An extraordinary summit of the SADC heads of state and government held in Maputo last month recommended the deployment of a standby force to help the country fight terrorism in Cabo Delgado province.
But before SADC could deploy its forces, Rwanda last Friday announced that it would put boots on the ground to help stem a conflict that has claimed thousands of lives.
Rwanda’s deployment has already annoyed key members of SADC, among them South Africa, The NewsHawks reported.
South Africa’s Defence Minister, Nosiviwe Mapisa-Nqakula, said on Saturday she “regretted” that the deployment of Rwandese troops happened before SADC has deployed its force. She said:
Regardless of the bilateral agreement, it would be expected that Rwanda’s intervention to help Mozambique would happen within the regional mandate decided by the SADC heads of state.
However, Mozambican President Filipe Nyusi defended his position.

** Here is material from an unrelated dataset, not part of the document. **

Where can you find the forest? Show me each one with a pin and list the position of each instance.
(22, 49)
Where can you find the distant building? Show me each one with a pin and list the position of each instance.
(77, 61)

Speaking during a visit to military units deployed in central Mozambique’s Sofala province on Monday, he said Mozambique is “a sovereign nation and SADC respects that”.
A leading political scientist based in Mozambique has said while South Africa’s dissatisfaction over the deployment of Rwandese forces to Mozambique was somehow justified, a US$12 million budget drawn up by SADC is not enough to finance a major operation without external support.
Adriano Navunga, director of the Maputo-based Centre for Democracy and Development, said:
Indeed the South Africans are not happy, understandably. The South Africans have been in the forefront with the SADC deployment to Mozambique and when the extraordinary summit of the heads of state and government endorsed the recommendation to deploy a SADC standby force to Mozambique it was also agreed that Mozambique could tap into other support from African states.
However, the understanding was that such additional support would come within the framework of SADC, not parallel to SADC. But the reality is the current Rwandan deployment is not only parallel to SADC but it has been given priority.
According to a leaked report done by a regional technical team, the SADC intervention force would comprise three light infantry battalions of 620 soldiers each, a light infantry battalion headquarters with 90 troops, two special forces squadrons of 70 soldiers each, 100 engineers, 100 logistics coordinators, 120 signals experts and 42 technicians, among other military personnel.
There are also helicopters as well as transport aircraft, patrol ships, a submarine and a maritime aircraft to patrol the Cabo Delgado coastline to intercept insurgents’ movements, supplies and combat their drug trafficking activities, said to be a source of financing for the insurgency.